The President’s timing is indeed open to question. The White House did not engage forcefully on privacy or platform regulatory measures during the 2021-22 Congress, when the Democrats enjoyed narrow majorities in both houses. Now that the Republicans control of the House of Representatives, the White House will have to work all the harder to achieve bipartisan support in the ever more vituperative halls of Congress. Reaching out through the business-oriented readership of the Wall Street Journal was an encouraging sign of the Administration’s intentions, Cameron Kerry of the Brookings Institution has pointed out. The likeliest area of compromise remains protecting children’s privacy against the business practices of platform giants. Comprehensive privacy legislation will be more difficult, since the ADPPA’s hard-fought compromises over preempting state privacy laws and enabling limited individual rights of action almost certainly will be reopened in committee. Competition measures of the sorts advocated by Senator Amy Klobuchar (D-Minn.) and Representative Buck remain a long shot.

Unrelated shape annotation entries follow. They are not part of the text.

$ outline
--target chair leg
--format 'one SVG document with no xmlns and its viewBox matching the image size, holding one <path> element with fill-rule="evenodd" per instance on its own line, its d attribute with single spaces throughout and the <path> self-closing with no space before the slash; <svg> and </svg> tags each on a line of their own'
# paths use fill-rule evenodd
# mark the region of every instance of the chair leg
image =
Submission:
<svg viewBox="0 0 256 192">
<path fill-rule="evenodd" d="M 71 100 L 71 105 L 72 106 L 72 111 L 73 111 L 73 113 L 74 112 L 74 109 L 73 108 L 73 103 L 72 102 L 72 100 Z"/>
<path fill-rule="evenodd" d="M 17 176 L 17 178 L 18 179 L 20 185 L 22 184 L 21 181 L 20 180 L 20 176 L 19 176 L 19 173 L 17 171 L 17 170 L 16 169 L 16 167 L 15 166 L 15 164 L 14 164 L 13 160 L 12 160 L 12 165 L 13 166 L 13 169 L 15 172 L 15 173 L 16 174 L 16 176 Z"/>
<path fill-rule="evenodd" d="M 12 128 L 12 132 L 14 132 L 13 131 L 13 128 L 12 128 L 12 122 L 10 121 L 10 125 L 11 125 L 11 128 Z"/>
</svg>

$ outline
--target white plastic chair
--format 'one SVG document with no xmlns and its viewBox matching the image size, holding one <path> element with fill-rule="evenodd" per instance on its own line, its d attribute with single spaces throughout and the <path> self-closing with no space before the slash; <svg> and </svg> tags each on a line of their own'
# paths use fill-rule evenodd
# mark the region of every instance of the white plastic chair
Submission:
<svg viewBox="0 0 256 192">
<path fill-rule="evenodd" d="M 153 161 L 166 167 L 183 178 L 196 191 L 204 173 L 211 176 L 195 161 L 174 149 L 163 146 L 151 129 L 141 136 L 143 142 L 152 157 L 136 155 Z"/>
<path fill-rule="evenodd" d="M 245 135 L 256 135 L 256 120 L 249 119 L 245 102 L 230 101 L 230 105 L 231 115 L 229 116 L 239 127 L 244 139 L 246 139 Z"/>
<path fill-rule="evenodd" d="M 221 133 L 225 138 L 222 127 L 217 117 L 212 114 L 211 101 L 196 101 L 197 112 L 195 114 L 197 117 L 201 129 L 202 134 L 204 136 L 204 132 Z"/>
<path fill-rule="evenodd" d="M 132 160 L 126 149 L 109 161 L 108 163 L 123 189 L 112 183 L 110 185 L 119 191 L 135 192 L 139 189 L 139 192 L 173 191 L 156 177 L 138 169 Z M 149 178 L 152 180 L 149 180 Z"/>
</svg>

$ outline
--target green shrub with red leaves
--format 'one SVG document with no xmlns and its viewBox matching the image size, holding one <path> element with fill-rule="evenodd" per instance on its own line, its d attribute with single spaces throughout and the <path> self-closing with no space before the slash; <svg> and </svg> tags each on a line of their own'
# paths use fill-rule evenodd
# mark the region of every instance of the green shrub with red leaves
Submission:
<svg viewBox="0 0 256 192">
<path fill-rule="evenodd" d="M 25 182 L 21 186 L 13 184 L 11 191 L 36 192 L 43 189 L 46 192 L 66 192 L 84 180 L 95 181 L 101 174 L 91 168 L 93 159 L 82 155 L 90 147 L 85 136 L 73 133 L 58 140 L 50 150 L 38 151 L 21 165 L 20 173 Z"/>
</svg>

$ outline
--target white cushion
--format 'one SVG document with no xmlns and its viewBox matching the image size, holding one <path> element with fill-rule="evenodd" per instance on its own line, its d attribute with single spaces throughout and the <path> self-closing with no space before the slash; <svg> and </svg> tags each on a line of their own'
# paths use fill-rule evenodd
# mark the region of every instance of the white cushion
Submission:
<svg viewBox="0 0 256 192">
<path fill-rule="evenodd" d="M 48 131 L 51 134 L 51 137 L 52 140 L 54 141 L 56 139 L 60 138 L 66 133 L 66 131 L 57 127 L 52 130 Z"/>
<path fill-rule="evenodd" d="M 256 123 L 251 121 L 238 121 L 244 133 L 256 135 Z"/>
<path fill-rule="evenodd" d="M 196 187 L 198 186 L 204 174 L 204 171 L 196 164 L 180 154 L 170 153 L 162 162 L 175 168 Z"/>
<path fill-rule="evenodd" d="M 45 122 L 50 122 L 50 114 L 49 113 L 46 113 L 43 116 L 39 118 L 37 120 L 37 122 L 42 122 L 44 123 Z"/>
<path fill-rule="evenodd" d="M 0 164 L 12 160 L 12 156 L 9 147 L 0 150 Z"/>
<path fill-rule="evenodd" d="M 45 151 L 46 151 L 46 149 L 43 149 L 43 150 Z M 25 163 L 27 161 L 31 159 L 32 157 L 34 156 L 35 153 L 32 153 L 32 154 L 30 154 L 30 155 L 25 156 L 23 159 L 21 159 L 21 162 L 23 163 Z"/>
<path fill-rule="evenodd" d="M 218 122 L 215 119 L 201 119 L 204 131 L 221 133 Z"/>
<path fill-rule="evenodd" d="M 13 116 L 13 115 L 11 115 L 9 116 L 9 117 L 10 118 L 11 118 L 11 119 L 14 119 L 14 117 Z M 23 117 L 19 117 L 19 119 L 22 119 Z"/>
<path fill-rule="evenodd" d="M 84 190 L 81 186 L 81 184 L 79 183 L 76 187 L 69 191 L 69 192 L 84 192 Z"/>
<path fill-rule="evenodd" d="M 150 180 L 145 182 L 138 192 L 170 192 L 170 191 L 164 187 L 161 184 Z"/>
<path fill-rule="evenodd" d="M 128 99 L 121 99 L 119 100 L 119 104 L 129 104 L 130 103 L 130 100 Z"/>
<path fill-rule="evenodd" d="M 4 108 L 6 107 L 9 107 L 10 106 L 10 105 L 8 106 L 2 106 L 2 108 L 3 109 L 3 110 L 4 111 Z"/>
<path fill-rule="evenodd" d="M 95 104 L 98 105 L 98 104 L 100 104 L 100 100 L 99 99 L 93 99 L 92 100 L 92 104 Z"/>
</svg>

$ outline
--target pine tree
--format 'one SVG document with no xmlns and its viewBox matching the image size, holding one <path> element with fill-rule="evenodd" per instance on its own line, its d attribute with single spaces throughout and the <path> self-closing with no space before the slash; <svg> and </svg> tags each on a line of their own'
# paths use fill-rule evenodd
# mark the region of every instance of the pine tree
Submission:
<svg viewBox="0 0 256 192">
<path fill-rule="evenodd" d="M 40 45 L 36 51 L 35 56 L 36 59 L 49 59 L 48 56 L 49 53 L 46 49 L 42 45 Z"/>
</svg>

The contrast between Washington’s glacial pace on digital initiatives and the EU’s steadily advancing legislative program remains glaring. Brussels’ feat of adopting in one year regulations on both platform competition Digital and content moderation, the Digital Markets Act (DMA) and the Digital Services Act (DSA), will not be matched in the United States. Even if Congress can agree on a comprehensive privacy protection measure like the ADPPA, it will have a much more limited global exemplary impact than the GDPR has had.
In truth, transatlantic economic relations would be healthier if Washington were less paralyzed by technology regulation. The GDPR, for all the European Commission’s triumphalism about it becoming a global standard, has turned out to have some serious problems. Its enforcement machinery is slow and contentious, and already in need of legislative remedy. In addition, the GDPR’s strict limits on reusing data and its precautionary approach toward risk could constrain the development of artificial intelligence technologies which depend on access to broad data pools, observers have pointed out. A comprehensive U.S. privacy law conceivably could better accommodate the fast-evolving applications of AI.
Washington’s difficulty in enacting forward-looking legislation also holds back efforts to find common transatlantic technology approaches. If the United States were to adopt comprehensive privacy legislation, the chances of the new EU-US Data Privacy Framework surviving an anticipated challenge at the Court of Justice of the European Union would improve significantly. Conversely, the prospects for using the EU-US Trade and Technology Council as a vehicle to align U.S. and European positions on shared concerns about platform transparency are handicapped by Congressional Republicans’ belief that platforms unduly censor conservative views.
Still, there is reason to hope for a modicum of legislative success in Washington in the new Congress. After guiding signature infrastructure and climate change legislation through the last Congress, the Biden Administration may have more energy for measures focusing on the internet economy. And that in turn could give a boost to stuttering efforts towards a degree of transatlantic commonality on technology regulatory challenges.